You might know that I have a pregnancy loss in my past–a loss, but thankfully a very early, very simple miscarriage, where I only had a few weeks of knowing I was pregnant before I was no longer, just a handful of days to bond with that very wanted child before she was gone. It still affected me deeply, and can bring me to tears nearly 20 years later, though.
It’s every pregnant mama’s worst nightmare and largest fear, though, to make it all the way through the pregnancy, and be faced with a stillbirth–9 months of buildup and anticipation and possibly hours of labor, only to have to say “hello” and “goodbye” in the same breath. Most families in this moment are struck numb and immobile by the sudden unexpected turn of events, having never wanted to consider or plan for such an end. Thankfully, many L&D staff as well as private organizations (Now I Lay Me Down To Sleep) come in to fill the gap for these suddenly grieving parents, and coordinate the family’s brief time with their stillborn child to include pictures and memory markers that will help the parents in their grief once their baby is gone.

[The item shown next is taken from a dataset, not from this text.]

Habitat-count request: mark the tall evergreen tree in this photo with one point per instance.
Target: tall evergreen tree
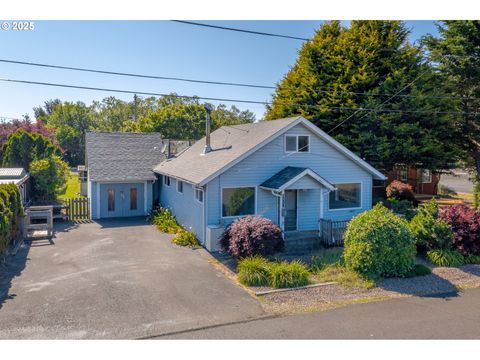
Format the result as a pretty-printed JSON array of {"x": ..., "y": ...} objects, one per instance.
[{"x": 361, "y": 67}]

The challenge of time, in these situations, is that a stillborn baby’s body begins to go through many physiological changes, leaving the baby’s parents typically limited to only hours to acclimate to the loss, say hello (and goodbye), bring family in to introduce the baby, kiss and touch and rock, and compress a lifetime of caring into less than a day.
I can’t imagine anything as heartbreaking, nor how anyone can possibly stay sane through something that swings so mercurially from joy to grief, and demands you limit yourself to a few hours for the entire process.
I’m so very encouraged by this product which is designed to gently and unobtrusively extend the time bereaved parents can spend with a stillborn baby–if there ever was grace in technology, surely this is it!
Cuddle Cot is a system designed to be hidden in a Moses basket which helps cool the stillborn’s body and retard the physiological changes which dictate the the window for the baby’s time with family.
Clearly this gift of time is something desperately desired by many bereaved new parents, and strikes a chord with families who have experienced loss. As evidenced by this article, and the Cuddle Cot Initiative Facebook page, many parents and previously bereaved parents are endowing hospitals around the country with Cuddle Cot technology in memory of their own stillborn and newborn losses.
I love that so many folks are there preparing the space for what could easily be a family’s worst day ever, making grief work a community gift.